Many councils in Wales received more claims for financial help in the first two months after the changes than in the entire previous year.
Plaid Cymru, which carried out the research, blamed UK government changes to housing benefit.
The UK government said it was monitoring its reforms closely.
Since April the UK government has cut the amount of benefit available to housing association or council tenants with empty bedrooms.
Critics call it a bedroom tax, but the government says removing a "subsidy" for spare rooms means benefits are based on the amount of space that tenants need, bringing the rules in line with the private sector.
Councils can make discretionary housing payments to help council tax and housing benefit recipients cover their rent.
Tenants can apply for the money if they fall short because of changes to their benefits.
Figures obtained by Plaid from 21 of Wales' 22 councils show 11 of them got more claims for discretionary payments in the first two or three months under the new benefit system than in the whole of the 2012/13 financial year.
- In the Vale of Glamorgan requests rose from 136 in 2012/13 to 524 for April to June this year.
- Wrexham had 219 applications in the first two months of this financial year, compared to 59 in the whole of 2012/13.
- In Swansea - where 3,024 people were affected by the benefit changes - there were 802 in 2012/13. There were 820 in April and May 2013 alone.
Plaid assembly member Jocelyn Davies, the party's housing spokeswoman, said: "These figures reveal the true impact of the UK coalition government's policies on social housing tenants.
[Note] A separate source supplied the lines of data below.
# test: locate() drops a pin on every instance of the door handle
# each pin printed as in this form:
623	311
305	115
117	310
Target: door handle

"They are hitting vulnerable people hard.
"It is clear that many people have turned to local authorities for top-up help with their housing costs after seeing their benefit cut."
Meanwhile, a cap of £26,000 pounds on the total amount of benefits people can receive comes into force in Cardiff on Monday.
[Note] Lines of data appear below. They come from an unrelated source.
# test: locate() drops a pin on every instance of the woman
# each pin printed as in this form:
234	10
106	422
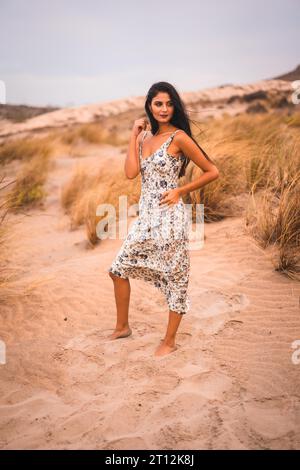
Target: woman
147	253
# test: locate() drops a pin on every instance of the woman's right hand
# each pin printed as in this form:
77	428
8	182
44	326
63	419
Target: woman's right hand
139	125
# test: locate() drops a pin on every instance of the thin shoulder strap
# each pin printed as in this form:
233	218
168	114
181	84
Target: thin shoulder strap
141	143
145	133
171	138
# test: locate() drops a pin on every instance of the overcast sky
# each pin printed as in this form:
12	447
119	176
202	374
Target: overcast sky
71	52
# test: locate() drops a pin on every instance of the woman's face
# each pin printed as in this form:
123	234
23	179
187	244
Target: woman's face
162	107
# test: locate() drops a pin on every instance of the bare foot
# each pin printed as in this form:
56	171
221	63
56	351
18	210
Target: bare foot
164	349
120	334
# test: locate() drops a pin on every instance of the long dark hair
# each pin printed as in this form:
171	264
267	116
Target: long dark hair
179	119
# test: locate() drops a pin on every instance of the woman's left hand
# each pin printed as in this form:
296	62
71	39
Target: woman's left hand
170	197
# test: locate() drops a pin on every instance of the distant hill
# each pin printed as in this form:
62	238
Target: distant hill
22	112
289	76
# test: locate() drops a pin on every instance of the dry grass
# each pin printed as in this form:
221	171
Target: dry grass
86	192
25	149
274	219
28	189
251	153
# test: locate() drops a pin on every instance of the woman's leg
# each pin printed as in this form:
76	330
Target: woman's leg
167	345
122	298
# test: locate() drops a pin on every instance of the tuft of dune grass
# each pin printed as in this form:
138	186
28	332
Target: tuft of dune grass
28	189
273	218
86	191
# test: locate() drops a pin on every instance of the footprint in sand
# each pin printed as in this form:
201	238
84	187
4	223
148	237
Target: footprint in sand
215	309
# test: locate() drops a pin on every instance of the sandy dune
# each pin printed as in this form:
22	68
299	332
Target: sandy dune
231	384
204	103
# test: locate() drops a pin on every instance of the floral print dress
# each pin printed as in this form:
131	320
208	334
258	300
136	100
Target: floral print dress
156	247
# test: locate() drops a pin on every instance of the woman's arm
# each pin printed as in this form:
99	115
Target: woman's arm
189	148
132	162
It is estimated it will affect around 300 households.
Last month the UK government announced £875,000 for Gwynedd, Ceredigion and Powys councils to help with discretionary payments in the least densely populated parts of the country.
A Department for Work and Pensions spokeswoman said: "It's simply not affordable to pay housing benefit for people to have spare rooms in social housing, when there are millions of households on the social housing waiting list and in overcrowded homes.
"We have no evidence that councils are running out of discretionary housing payments but as with any major reform, we are monitoring it closely - including watching how councils are spending the extra funding that we are providing to support vulnerable people."